On Thu, 9 Dec 2021 at 06:49, Christopher Barker <pythonchb@gmail.com> wrote:
(I started writing this this morning, and there’s been quite a bit more discussion since, but I don’t think it’s completely too late)
Your email client is doing "white on white" again. You should try to get that fixed :-( I agree, without an actual proposal for how deferred expressions work, it's impossible to be specific about what might be affected. And holding one proposal hostage to something that might never happen isn't reasonable. So I'm happy to class a lot of the discussion about deferred expressions as off-topic. My point was more specific, though - that whenever deferred expressions have been discussed in the past (and they do come up every so often) it's fairly clear that one case they would be expected to handle would be calculating function defaults at call time (at least, that's my impression).

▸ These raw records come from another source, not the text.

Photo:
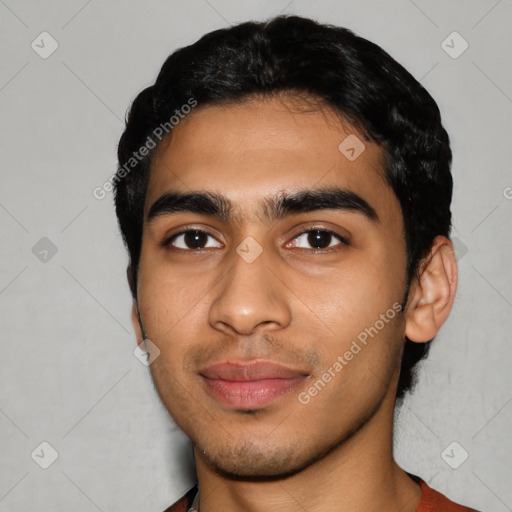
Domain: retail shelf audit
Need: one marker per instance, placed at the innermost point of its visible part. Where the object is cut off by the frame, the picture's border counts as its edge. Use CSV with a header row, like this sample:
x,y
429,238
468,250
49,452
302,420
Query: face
x,y
272,287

So if they ever do get implemented, they would render this PEP obsolete. I'm not aware of any case where we've added a language feature knowing that people were interested in something strictly more general. Indeed, switch statements were rejected for years because they "weren't general enough", without any specific more general feature being on the table. So my objection is that I don't see why this particular PEP warrants an exception to that precedent, and why in this specific case, "never is often better than *right* now" doesn't apply. What's changed to make late bound defaults worth fixing right now? That's *not* a rhetorical question - I'm happy if someone can tell me, if now is the right time to do this, then what's different about getting this in 3.11, as opposed to 3.8, or 3.14? And I'm fine with an imprecise answer here - assignment expressions got in mostly because "they've been asked about for years, we have the momentum right now, and Guido wants to do it". If the argument here is similarly imprecise, that's fine - a precise argument would be *stronger*, but a lot of the concerns being raised are imprecise, I'm not expecting to hold the responses to a standard the concerns don't achieve. But I would like a response. Paul PS While I'm posting, a *huge* thanks to Rob Cliffe for preparing and posting that summary of the concerns. That was extremely helpful.